Following his recent film on the Victorian benefits system, this eye-opening documentary once again saw Ian Hislop attempting to take some of the heat out of an incendiary hot button topic by setting Britain’s immigration debate in a useful historical context.
The question of who we let in and who we keep out is one that’s ‘haunted’ us for generations, argued Hislop. But for the Victorians, an open door policy of welcoming all asylum seekers – even known terrorists, like the French republican bomber Simon Bernard – was at the heart of Britain’s self-identity. ‘This country is the asylum of nations,’ thundered The Times in 1853, vowing to defend the principle ‘to the last of its treasure and the last drop of its blood’.
But by the turn of the 20th century, an influx of Jewish refugees from Eastern Europe had attracted the ire of the ‘British Brothers League’ – essentially a Victorian version of Britain First, but with better spelling – while the press stirred the pot with #fakenews about the non-existent massacre of British subjects by the Chinese in a bid to stoke fear of ‘the Yellow Peril’. Sounding familiar?
Hislop visibly struggled to hide his disgust as modern tabloid contrarian Katie Hopkins brazenly defended her description of refugees as ‘cockroaches’ and ‘vermin’ who should be turned back using gunships. Insisting she was merely a reaction against the Metropolitan Liberal Elite™, Hopkins told Hislop: ‘It’s because of people like you that there are people like me.
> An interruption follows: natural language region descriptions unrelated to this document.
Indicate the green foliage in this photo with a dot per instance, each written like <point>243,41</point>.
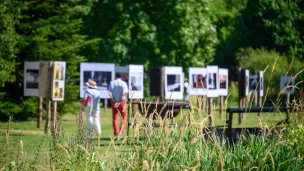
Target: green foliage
<point>296,140</point>
<point>11,107</point>
<point>273,64</point>
<point>9,17</point>
<point>152,33</point>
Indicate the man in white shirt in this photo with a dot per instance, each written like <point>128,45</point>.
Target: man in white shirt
<point>118,90</point>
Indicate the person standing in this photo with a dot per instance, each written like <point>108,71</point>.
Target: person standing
<point>118,90</point>
<point>93,108</point>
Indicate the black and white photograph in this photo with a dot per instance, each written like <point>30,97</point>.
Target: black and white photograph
<point>197,81</point>
<point>101,73</point>
<point>174,82</point>
<point>136,81</point>
<point>253,83</point>
<point>212,81</point>
<point>223,82</point>
<point>287,84</point>
<point>31,79</point>
<point>102,79</point>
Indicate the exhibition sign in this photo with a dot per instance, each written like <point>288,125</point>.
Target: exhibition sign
<point>212,81</point>
<point>174,83</point>
<point>198,81</point>
<point>223,82</point>
<point>101,73</point>
<point>31,78</point>
<point>287,84</point>
<point>58,80</point>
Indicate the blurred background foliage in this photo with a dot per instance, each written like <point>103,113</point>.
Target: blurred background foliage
<point>193,33</point>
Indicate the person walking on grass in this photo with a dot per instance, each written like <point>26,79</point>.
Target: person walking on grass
<point>118,90</point>
<point>92,107</point>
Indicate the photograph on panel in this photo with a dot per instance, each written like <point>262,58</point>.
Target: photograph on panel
<point>173,82</point>
<point>199,80</point>
<point>102,79</point>
<point>212,83</point>
<point>223,81</point>
<point>287,84</point>
<point>253,83</point>
<point>136,81</point>
<point>31,78</point>
<point>58,89</point>
<point>125,77</point>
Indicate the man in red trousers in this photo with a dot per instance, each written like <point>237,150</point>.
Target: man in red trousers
<point>118,90</point>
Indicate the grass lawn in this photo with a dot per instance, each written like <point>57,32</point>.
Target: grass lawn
<point>33,137</point>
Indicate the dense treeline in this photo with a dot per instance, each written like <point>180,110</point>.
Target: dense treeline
<point>228,33</point>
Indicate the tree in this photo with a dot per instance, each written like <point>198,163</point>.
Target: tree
<point>50,30</point>
<point>153,33</point>
<point>10,13</point>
You are Dr Frankenstein and I am your monster.’ Blimey – I think it’s fair to say she won’t be renewing her Private Eye subscription.
Hislop’s great skill is the way he tackles such weighty issues with a lightness of touch – happy to camp it up with silly wigs and hats, while the jaunty animated graphics and music had more than a hint of Monty Python about them.
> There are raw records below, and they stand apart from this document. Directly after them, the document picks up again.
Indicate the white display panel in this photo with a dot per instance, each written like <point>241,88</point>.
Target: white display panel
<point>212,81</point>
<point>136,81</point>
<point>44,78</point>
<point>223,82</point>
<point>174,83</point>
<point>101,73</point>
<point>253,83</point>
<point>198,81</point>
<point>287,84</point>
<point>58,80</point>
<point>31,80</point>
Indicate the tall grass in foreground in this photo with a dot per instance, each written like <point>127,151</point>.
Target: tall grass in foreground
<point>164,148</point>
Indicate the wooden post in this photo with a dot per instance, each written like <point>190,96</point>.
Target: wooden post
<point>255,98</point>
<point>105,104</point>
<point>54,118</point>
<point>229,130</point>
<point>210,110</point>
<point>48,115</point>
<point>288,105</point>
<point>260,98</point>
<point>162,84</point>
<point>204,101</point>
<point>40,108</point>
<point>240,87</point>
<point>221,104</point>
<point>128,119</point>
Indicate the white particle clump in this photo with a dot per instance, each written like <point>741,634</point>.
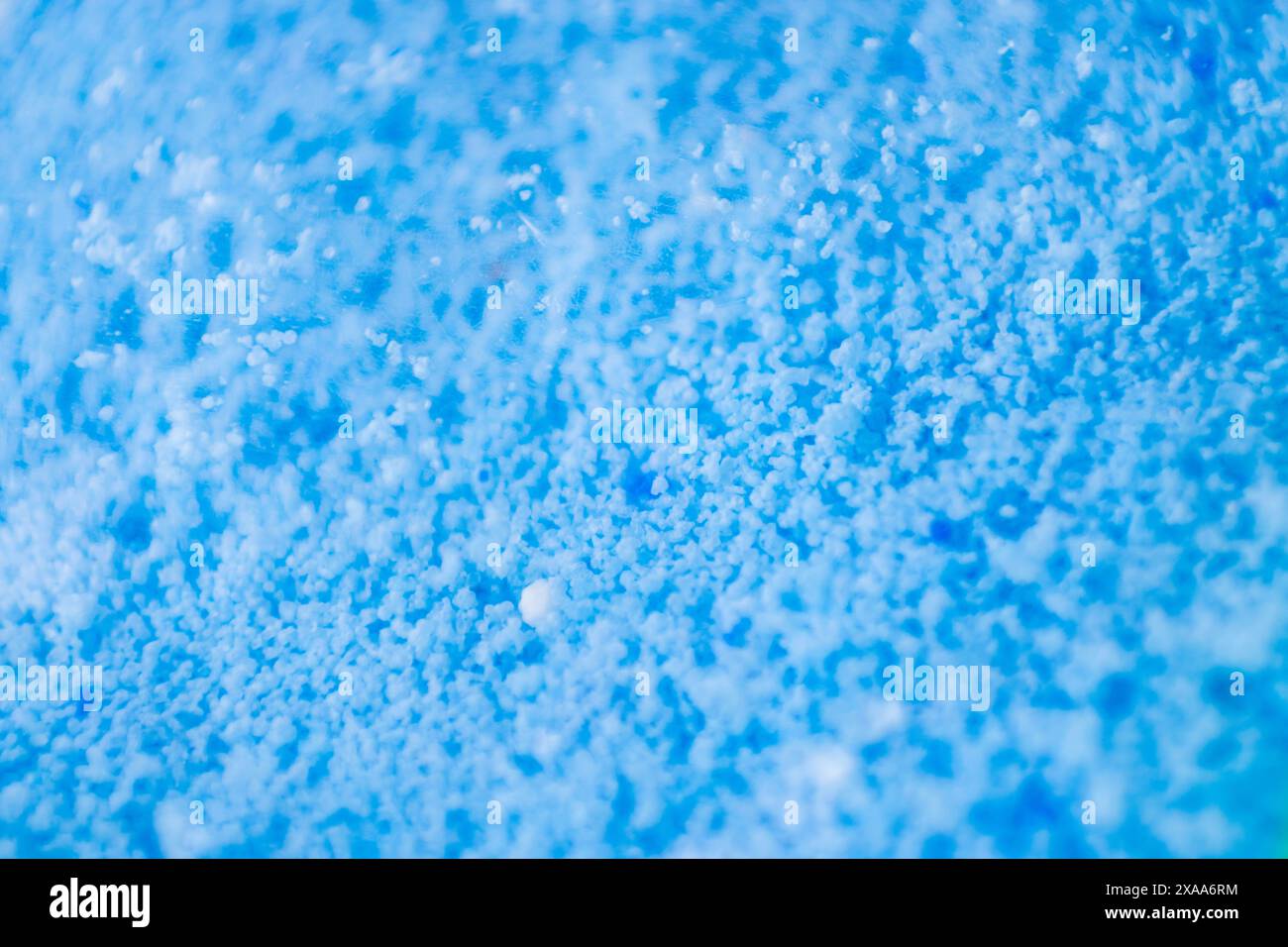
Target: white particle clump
<point>536,603</point>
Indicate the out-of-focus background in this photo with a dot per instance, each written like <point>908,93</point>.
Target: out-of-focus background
<point>362,579</point>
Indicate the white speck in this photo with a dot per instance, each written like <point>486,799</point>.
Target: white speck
<point>536,603</point>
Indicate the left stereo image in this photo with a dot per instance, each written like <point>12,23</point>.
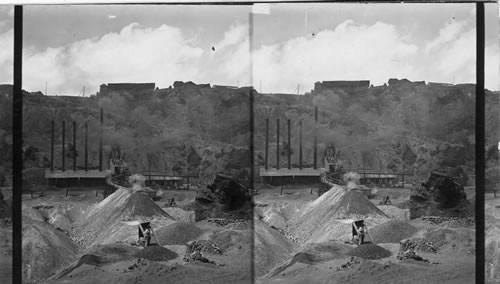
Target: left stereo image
<point>136,144</point>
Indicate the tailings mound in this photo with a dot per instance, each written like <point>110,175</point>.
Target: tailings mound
<point>45,249</point>
<point>369,251</point>
<point>392,232</point>
<point>178,234</point>
<point>156,253</point>
<point>321,219</point>
<point>105,220</point>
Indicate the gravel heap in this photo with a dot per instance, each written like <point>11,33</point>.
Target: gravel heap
<point>350,263</point>
<point>105,219</point>
<point>450,221</point>
<point>203,246</point>
<point>225,222</point>
<point>392,232</point>
<point>156,253</point>
<point>321,216</point>
<point>369,251</point>
<point>178,233</point>
<point>416,244</point>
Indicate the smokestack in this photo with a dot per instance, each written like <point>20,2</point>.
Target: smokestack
<point>315,137</point>
<point>267,143</point>
<point>289,148</point>
<point>278,144</point>
<point>86,145</point>
<point>74,145</point>
<point>52,148</point>
<point>100,143</point>
<point>300,145</point>
<point>63,142</point>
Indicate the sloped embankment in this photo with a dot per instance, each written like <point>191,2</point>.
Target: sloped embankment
<point>106,222</point>
<point>45,249</point>
<point>329,216</point>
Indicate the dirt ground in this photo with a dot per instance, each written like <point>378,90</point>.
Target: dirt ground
<point>492,237</point>
<point>320,259</point>
<point>6,244</point>
<point>124,261</point>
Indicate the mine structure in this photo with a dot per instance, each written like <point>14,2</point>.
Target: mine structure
<point>332,171</point>
<point>115,175</point>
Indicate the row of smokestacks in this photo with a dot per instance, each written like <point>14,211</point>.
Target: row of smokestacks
<point>289,150</point>
<point>63,150</point>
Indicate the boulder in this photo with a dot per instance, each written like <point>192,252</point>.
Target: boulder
<point>224,196</point>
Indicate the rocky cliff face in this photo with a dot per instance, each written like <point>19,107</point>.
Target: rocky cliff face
<point>187,129</point>
<point>191,128</point>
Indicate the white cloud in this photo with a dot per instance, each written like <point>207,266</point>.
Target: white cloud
<point>6,57</point>
<point>448,33</point>
<point>373,52</point>
<point>135,54</point>
<point>350,52</point>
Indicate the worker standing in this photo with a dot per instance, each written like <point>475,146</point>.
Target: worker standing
<point>147,236</point>
<point>361,233</point>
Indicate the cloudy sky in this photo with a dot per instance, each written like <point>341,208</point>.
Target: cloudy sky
<point>69,47</point>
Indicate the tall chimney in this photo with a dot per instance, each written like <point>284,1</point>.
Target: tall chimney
<point>63,142</point>
<point>74,145</point>
<point>52,148</point>
<point>315,137</point>
<point>86,145</point>
<point>289,147</point>
<point>300,145</point>
<point>100,143</point>
<point>267,143</point>
<point>278,143</point>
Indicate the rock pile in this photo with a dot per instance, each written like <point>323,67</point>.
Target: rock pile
<point>139,263</point>
<point>196,256</point>
<point>178,233</point>
<point>156,253</point>
<point>451,221</point>
<point>350,263</point>
<point>369,251</point>
<point>203,246</point>
<point>416,244</point>
<point>392,232</point>
<point>104,222</point>
<point>225,222</point>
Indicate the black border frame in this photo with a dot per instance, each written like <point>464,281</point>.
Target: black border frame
<point>18,103</point>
Despite that, there was no doubting the seriousness of Hislop’s purpose, elucidated in a closing appeal in which he advocated not an open door policy, but at least an open mind one.
Peter Kay’s Comedy Shuffle,
Remember when people used to complain about ‘bl***y repeats’ all the time? We must have had less to worry about back then. Anyway, now the repeats are chopped up and called a ‘Comedy Shuffle’. But at a time when we’ve been battered by bad news, I have no complaints at all about dipping into a selection box of Peter Kay’s best bits, even if the only new thing he’s actually contributed is a title sequence. And, to be honest, even that made me laugh.
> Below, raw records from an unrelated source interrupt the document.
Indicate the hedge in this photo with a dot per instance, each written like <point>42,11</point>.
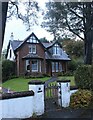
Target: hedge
<point>83,77</point>
<point>81,99</point>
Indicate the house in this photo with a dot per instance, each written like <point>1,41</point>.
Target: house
<point>34,57</point>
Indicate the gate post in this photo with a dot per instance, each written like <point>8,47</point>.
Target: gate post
<point>64,93</point>
<point>38,99</point>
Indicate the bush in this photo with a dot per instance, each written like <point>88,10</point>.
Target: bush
<point>81,99</point>
<point>8,69</point>
<point>83,77</point>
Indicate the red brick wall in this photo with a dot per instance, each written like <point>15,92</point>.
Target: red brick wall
<point>23,51</point>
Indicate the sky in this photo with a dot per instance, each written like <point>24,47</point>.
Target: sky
<point>19,30</point>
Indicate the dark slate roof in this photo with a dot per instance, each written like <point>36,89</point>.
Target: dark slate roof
<point>46,45</point>
<point>30,55</point>
<point>15,43</point>
<point>32,34</point>
<point>64,56</point>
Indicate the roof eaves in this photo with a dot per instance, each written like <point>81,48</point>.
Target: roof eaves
<point>27,39</point>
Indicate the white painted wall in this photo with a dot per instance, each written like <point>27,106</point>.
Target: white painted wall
<point>38,98</point>
<point>17,107</point>
<point>73,91</point>
<point>12,54</point>
<point>65,94</point>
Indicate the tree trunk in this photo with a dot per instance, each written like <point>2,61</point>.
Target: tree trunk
<point>88,49</point>
<point>88,35</point>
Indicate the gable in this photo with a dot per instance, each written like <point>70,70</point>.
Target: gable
<point>30,39</point>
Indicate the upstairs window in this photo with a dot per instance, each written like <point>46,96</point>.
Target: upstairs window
<point>32,49</point>
<point>56,49</point>
<point>32,39</point>
<point>34,66</point>
<point>28,65</point>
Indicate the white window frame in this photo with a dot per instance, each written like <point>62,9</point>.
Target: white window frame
<point>36,67</point>
<point>27,63</point>
<point>55,49</point>
<point>57,66</point>
<point>31,49</point>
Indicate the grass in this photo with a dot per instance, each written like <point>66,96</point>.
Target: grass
<point>21,84</point>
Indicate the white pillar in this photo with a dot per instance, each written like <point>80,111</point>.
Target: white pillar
<point>59,93</point>
<point>64,92</point>
<point>38,88</point>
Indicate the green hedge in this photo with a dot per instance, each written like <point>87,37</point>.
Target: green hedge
<point>8,69</point>
<point>81,99</point>
<point>83,77</point>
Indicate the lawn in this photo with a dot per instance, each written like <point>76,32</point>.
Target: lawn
<point>21,84</point>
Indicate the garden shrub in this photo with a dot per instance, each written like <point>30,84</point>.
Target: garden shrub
<point>83,77</point>
<point>8,69</point>
<point>81,99</point>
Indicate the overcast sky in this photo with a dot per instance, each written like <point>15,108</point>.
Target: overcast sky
<point>19,30</point>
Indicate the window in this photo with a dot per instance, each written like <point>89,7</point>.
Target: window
<point>28,65</point>
<point>60,67</point>
<point>34,66</point>
<point>32,39</point>
<point>56,49</point>
<point>32,49</point>
<point>54,66</point>
<point>10,53</point>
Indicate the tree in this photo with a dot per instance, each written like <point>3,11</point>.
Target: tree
<point>76,17</point>
<point>75,49</point>
<point>26,11</point>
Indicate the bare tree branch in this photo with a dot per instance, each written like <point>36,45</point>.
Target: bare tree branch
<point>74,12</point>
<point>73,30</point>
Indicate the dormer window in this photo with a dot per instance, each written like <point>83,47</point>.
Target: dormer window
<point>56,49</point>
<point>32,39</point>
<point>32,49</point>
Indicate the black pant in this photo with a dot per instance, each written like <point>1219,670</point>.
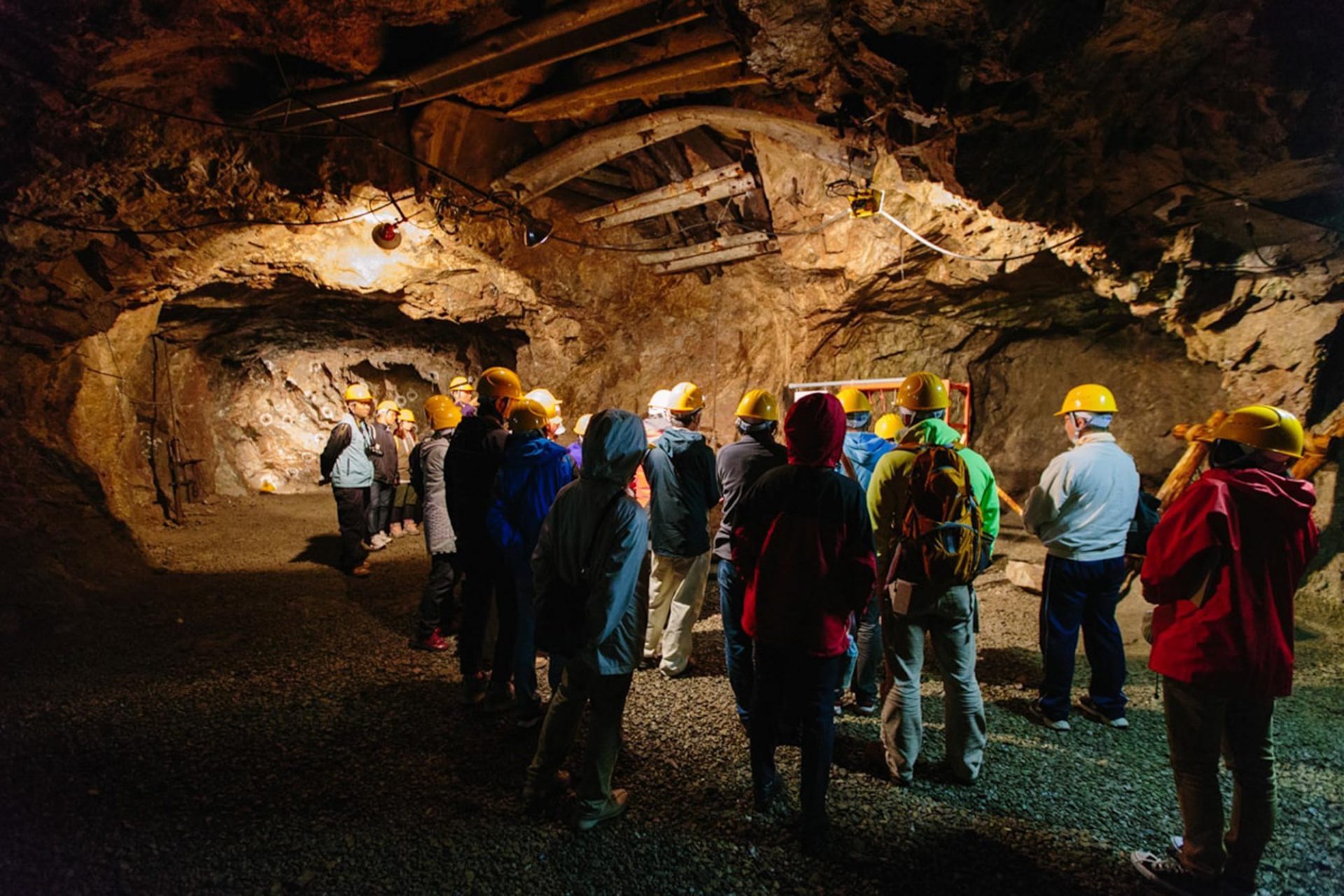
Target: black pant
<point>487,575</point>
<point>353,517</point>
<point>442,577</point>
<point>790,684</point>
The Celebrity Crystal Maze
This revival of the action-packed 80s game show kicked off with a charity special largely made up of reality TV stars that, according to new host Richard Ayoade, ‘society has accorded celebrity status’. With the exception of jungle queen Vicky Pattison, they were a pretty hopeless bunch, which made it hard to tell whether Ayoade’s air of quiet despair – such as when wearily explaining to them what ‘adjacent’ means – was real or an act. Either way, he’s an inspired choice.